People aren’t solely frustrated because Swift consistently faces sexist criticism; she just so happens to be a catalyst for an important conversation that needed to be had. The idea that women can’t date multiple people in their lifetime but men can be applauded for doing so creates a double standard that is devastatingly tiresome to keep up with. This problem is one as old as time so it makes sense why that one line sparked outrage and was the talk of social media for a number of days.
Comments like these affect women frequently, and so making jokes about them in a television show that is supposed to center strong women really takes a “two steps forward, one step back” type of approach—these jokes aren’t funny, they’re simply lazy writing. The writers of the show have yet to comment on the situation.
I don’t think there was ever a time when I found sexist “jokes” funny other than when I was in elementary school and couldn’t grasp the concept of someone making fun of my gender. Girls at a young age are bombarded with double standards and an unhealthy expectation to please others. While there are some beautiful portrayals of women who break down those expectations for young girls out there—some of my favorites were “The Powerpuff Girls” and “Kim Possible”—studies show from a young age that girls are more likely to think of boys as the intelligent ones.
Women grow up surrounded by media that tell them who they should be and what they should look like, and are rarely represented as powerful, main characters. Of course, in recent years we have seen characters that step on those stereotypes in action movies like “Captain Marvel” and shows like “The Bold Type” that portray women as complex and powerful characters. However, even with these additions of new protagonists, overused sexist jokes have found their way into countless movies and TV shows and uncomfortably poke fun at women for living their lives.
What’s important to note here is that the blame of these types of jokes falls on the writer—not on the actress who said the line. It’s the writers of TV shows that add these types of jokes that attack women into their scripts.

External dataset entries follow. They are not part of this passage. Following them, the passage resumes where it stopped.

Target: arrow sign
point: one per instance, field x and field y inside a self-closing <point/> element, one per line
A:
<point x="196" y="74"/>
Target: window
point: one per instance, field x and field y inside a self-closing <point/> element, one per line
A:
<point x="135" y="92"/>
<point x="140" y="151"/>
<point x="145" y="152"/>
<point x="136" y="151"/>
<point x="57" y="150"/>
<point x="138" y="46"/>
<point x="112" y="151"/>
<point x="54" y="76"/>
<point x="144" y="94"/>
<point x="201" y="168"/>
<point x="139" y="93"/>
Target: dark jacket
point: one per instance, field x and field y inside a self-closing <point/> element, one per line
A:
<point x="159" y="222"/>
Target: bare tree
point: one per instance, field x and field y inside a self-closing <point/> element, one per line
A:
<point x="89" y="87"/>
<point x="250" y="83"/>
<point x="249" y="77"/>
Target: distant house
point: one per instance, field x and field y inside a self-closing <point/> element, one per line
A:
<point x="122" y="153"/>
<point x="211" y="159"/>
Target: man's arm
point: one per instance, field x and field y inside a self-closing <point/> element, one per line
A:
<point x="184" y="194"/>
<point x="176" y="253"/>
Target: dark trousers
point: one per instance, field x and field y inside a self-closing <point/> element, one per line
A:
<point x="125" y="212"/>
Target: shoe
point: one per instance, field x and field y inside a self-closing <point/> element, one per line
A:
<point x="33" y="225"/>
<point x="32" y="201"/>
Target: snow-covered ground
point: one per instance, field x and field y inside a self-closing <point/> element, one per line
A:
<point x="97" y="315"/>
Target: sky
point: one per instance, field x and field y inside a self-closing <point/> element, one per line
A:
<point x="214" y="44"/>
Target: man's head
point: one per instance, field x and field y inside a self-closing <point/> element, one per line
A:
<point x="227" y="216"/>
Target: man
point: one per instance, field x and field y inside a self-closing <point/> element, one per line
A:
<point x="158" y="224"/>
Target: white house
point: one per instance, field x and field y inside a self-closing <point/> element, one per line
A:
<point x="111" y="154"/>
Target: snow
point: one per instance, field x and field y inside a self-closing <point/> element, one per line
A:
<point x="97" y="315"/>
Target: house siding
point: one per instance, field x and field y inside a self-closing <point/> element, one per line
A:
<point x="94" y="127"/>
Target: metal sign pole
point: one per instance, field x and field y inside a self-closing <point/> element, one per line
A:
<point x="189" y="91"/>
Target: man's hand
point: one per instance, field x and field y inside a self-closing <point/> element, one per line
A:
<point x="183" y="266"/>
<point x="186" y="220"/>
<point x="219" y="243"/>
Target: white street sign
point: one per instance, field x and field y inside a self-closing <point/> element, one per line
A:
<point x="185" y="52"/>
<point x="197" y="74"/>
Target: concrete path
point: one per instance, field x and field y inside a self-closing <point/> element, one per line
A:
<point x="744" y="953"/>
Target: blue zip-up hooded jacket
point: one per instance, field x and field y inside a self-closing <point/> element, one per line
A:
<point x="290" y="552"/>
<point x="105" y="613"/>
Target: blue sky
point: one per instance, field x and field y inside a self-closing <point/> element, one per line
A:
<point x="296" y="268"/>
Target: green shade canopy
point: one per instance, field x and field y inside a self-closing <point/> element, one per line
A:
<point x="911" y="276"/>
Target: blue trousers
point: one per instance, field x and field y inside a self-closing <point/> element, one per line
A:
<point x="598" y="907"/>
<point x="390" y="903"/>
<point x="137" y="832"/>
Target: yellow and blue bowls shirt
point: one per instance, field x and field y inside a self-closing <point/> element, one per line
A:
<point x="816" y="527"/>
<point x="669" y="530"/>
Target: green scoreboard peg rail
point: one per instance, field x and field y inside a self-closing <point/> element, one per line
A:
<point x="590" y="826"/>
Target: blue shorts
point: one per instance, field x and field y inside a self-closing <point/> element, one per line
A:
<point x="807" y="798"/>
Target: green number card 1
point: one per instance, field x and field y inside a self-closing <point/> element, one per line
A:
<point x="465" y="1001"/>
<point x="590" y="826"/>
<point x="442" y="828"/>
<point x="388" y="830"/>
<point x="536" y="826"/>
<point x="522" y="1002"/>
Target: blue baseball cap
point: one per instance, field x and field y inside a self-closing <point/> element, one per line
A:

While Swift herself didn’t receive backlash for the tweet, there was an unnecessary flood of criticisms against actor Antonia Gentry, whose character said the line. The actress faced bullying and racist comments on her Instagram at the hands of angry fans and soon released a statement that didn’t address Swift, but expressed her gratitude for being allowed to play the character. While fans had a right to be angry about the overused attack on Swift, they did cross a line. They held the actress accountable when their anger could have been pointed elsewhere.